Those who can remember the ‘PR Weak’ taunts of a previous satirical blog and the welcome given to PR Business, a short-lived competitor, should acknowledge the recent improvements to our weekly trade paper.
Here are some of them. The industry sector focus (on technology, healthcare etc) – though the paper still has a blind spot when it comes to education and training; the improved features (there’s a grown-up debate on the future of PR in the current issue); the weekly interview-based profile of a prominent practitioner; the availability of news via RSS; but above all the recent news scoops around the 10 Downing Street communications team. This has culminated in a piece by editor Danny Rogers in today’s Media Guardian.
Here’s another blind spot: the paper could do a much better job of covering notable new books. I’m not asking for academic book reviews, please, but some intelligent coverage of, say, Mark Borkowski’s new book on the history of Hollywood publicity.
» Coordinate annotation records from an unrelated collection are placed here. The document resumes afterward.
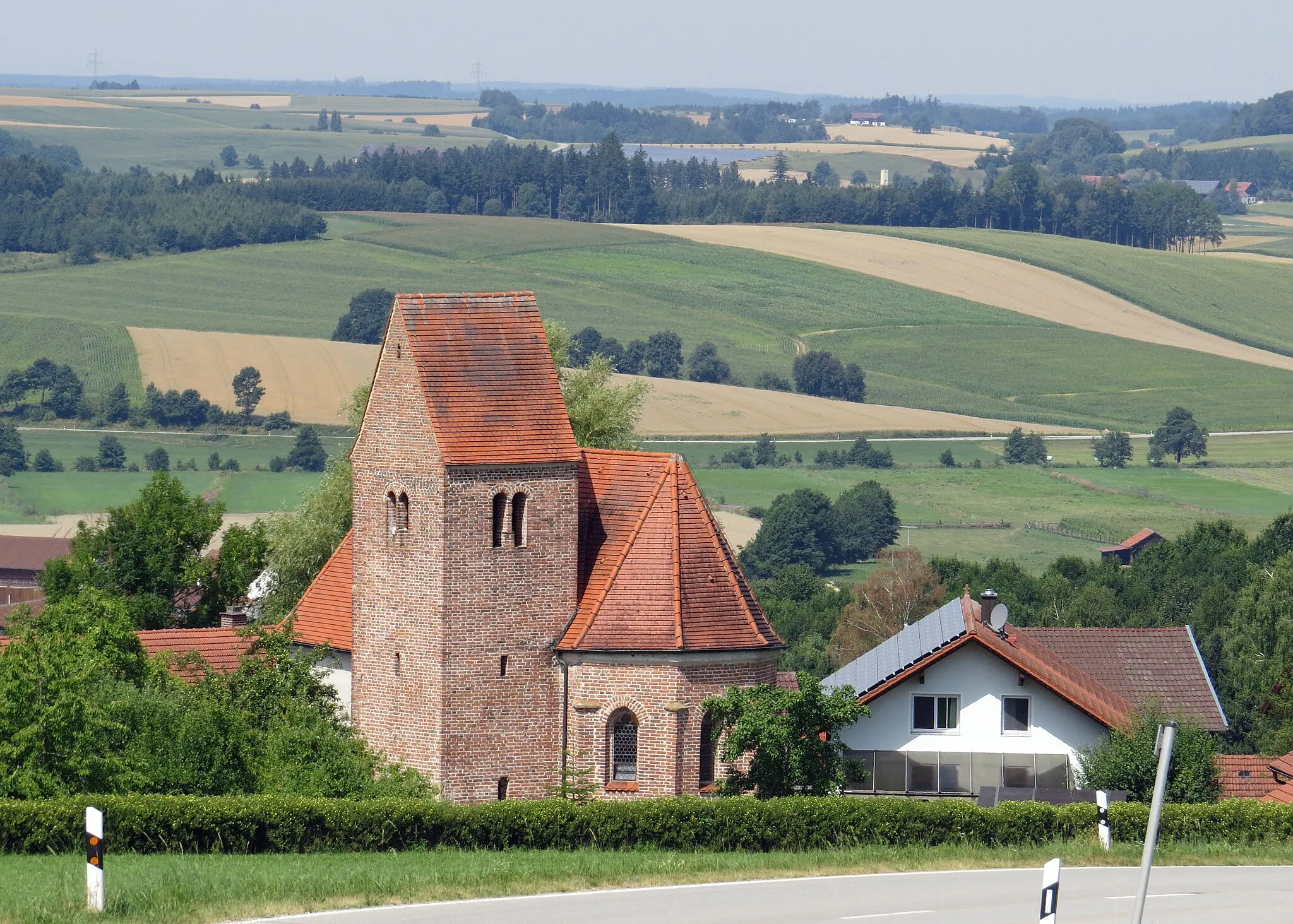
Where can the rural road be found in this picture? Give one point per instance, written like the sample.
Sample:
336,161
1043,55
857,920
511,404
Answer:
1253,894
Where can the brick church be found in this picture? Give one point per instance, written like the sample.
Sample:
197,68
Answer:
504,596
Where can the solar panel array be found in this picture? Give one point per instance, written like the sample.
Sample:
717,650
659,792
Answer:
916,641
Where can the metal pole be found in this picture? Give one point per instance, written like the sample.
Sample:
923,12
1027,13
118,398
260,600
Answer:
93,858
1163,747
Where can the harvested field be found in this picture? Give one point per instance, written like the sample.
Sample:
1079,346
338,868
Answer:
55,102
978,277
265,101
697,409
900,134
306,377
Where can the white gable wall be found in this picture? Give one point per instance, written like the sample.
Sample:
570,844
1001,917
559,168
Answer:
980,678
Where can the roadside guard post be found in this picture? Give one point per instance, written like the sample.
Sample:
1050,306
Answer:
93,858
1051,892
1102,808
1162,747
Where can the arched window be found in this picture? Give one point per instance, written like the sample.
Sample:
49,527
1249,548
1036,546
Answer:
519,519
499,519
624,747
402,513
709,746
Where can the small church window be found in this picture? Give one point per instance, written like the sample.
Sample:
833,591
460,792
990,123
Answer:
709,745
624,747
499,519
519,520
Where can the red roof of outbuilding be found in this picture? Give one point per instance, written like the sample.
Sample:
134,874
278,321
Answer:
488,377
1257,782
1141,666
655,570
220,648
324,614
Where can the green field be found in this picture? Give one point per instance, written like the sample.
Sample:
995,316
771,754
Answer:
179,138
101,353
192,889
1241,300
630,283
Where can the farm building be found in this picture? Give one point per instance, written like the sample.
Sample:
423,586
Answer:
958,706
1129,548
507,597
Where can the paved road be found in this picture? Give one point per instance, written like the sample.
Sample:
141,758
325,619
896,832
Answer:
1254,894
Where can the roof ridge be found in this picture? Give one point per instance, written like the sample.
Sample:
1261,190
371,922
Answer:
599,599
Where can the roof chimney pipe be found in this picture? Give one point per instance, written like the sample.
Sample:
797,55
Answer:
987,600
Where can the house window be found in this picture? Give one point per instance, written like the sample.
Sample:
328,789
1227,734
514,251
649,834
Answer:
935,714
709,746
624,747
499,519
519,519
1015,715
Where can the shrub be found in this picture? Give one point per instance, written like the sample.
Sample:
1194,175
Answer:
303,825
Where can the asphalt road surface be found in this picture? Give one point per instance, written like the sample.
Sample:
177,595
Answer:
1210,894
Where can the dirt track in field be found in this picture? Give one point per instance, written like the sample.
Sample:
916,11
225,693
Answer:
977,277
312,377
307,377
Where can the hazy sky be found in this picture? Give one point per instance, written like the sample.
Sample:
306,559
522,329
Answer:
1121,49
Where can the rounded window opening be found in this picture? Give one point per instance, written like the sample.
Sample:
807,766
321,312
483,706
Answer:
519,503
499,519
624,747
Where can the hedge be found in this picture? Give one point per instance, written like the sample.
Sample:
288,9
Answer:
294,825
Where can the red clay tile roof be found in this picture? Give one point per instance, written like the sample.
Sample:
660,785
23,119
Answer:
1257,783
655,570
222,648
488,376
1142,666
324,614
1035,660
30,554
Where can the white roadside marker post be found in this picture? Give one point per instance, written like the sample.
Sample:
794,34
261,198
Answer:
1163,747
1051,892
93,858
1102,807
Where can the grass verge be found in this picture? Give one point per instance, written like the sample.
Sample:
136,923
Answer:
182,888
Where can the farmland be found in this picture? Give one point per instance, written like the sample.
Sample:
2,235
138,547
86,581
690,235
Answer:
1243,302
631,283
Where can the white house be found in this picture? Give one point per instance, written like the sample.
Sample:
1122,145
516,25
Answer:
957,704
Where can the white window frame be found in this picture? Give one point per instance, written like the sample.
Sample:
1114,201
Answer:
935,697
1027,732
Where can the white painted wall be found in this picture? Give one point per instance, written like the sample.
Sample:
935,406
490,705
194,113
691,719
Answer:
982,678
337,673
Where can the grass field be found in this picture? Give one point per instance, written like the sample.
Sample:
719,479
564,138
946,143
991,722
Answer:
196,889
1243,302
101,353
920,348
177,138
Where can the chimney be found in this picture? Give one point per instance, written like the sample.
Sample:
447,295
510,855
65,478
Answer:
987,600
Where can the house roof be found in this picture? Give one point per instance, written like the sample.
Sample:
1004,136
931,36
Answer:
1141,538
1142,665
956,624
655,570
222,648
656,573
324,613
491,386
1257,782
30,554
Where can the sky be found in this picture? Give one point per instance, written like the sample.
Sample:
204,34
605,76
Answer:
1130,50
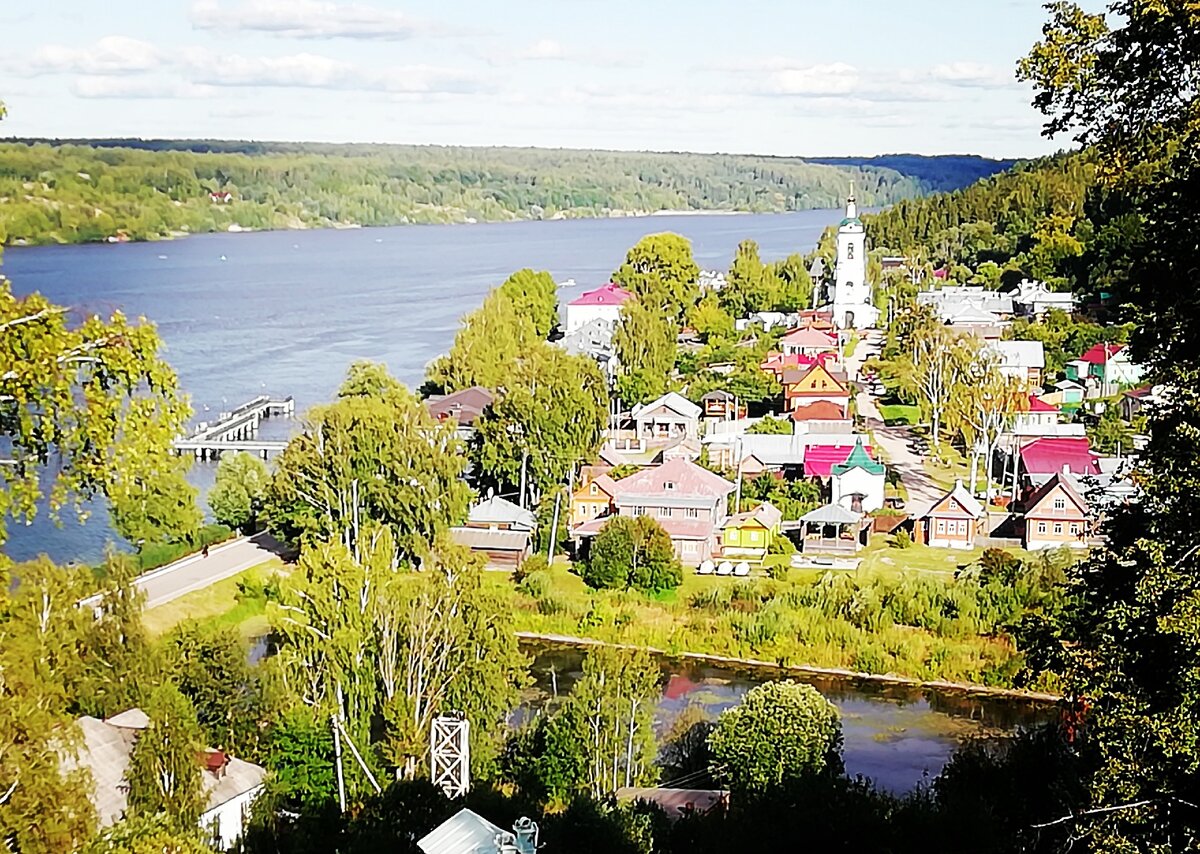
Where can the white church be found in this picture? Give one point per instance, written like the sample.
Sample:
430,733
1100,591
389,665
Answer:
850,301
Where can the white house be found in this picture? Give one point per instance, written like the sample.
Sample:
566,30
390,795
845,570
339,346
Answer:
1024,360
1033,299
858,482
229,785
671,416
851,298
603,304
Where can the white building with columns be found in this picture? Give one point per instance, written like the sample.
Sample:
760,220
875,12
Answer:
851,298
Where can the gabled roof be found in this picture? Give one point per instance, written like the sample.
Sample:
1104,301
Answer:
819,410
766,515
1057,481
687,480
832,515
1050,455
673,401
1098,354
462,406
809,337
859,458
609,295
497,511
1019,354
465,833
959,498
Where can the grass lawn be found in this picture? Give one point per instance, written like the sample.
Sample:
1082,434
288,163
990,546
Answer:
909,413
217,605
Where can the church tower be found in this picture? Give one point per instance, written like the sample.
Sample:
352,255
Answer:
851,302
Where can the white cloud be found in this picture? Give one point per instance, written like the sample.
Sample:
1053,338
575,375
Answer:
101,86
305,19
972,76
835,78
109,55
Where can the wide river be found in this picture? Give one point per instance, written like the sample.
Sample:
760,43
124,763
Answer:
286,312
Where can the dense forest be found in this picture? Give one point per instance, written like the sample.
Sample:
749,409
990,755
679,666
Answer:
142,190
940,174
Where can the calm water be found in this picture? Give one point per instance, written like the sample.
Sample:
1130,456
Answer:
894,735
286,312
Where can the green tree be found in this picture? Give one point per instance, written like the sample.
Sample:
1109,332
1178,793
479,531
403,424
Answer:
490,342
547,418
534,295
237,497
781,732
645,344
615,699
661,271
1132,647
370,457
165,764
633,552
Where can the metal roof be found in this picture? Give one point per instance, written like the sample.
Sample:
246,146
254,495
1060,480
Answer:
465,833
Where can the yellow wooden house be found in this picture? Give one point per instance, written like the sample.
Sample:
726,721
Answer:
748,536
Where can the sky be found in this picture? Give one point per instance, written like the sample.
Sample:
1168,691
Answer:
775,77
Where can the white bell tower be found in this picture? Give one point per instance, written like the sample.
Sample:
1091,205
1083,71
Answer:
851,302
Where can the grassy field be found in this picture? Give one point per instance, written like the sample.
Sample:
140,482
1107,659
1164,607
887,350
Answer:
222,603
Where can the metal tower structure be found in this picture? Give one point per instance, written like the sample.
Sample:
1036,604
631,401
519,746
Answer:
450,755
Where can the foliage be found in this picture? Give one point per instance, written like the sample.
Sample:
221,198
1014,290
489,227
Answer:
781,731
165,764
547,418
533,295
85,409
370,458
76,192
645,344
661,272
633,552
237,495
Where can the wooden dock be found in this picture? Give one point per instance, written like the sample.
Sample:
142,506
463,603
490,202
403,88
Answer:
238,429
Richard, I think your missing the most important thing- of late, PR week have ‘broken’ a number of stories that have been later picked up by the broad sheets.
I have to agree. It’s taking more than ten minutes to read now. The recent re-design of the opinion pages appears to sideline Ian Monk, which has got to be a good thing as the stereotypical ex-hack black and white commentary he often offers seems increasingly out of place with the rest of the mag.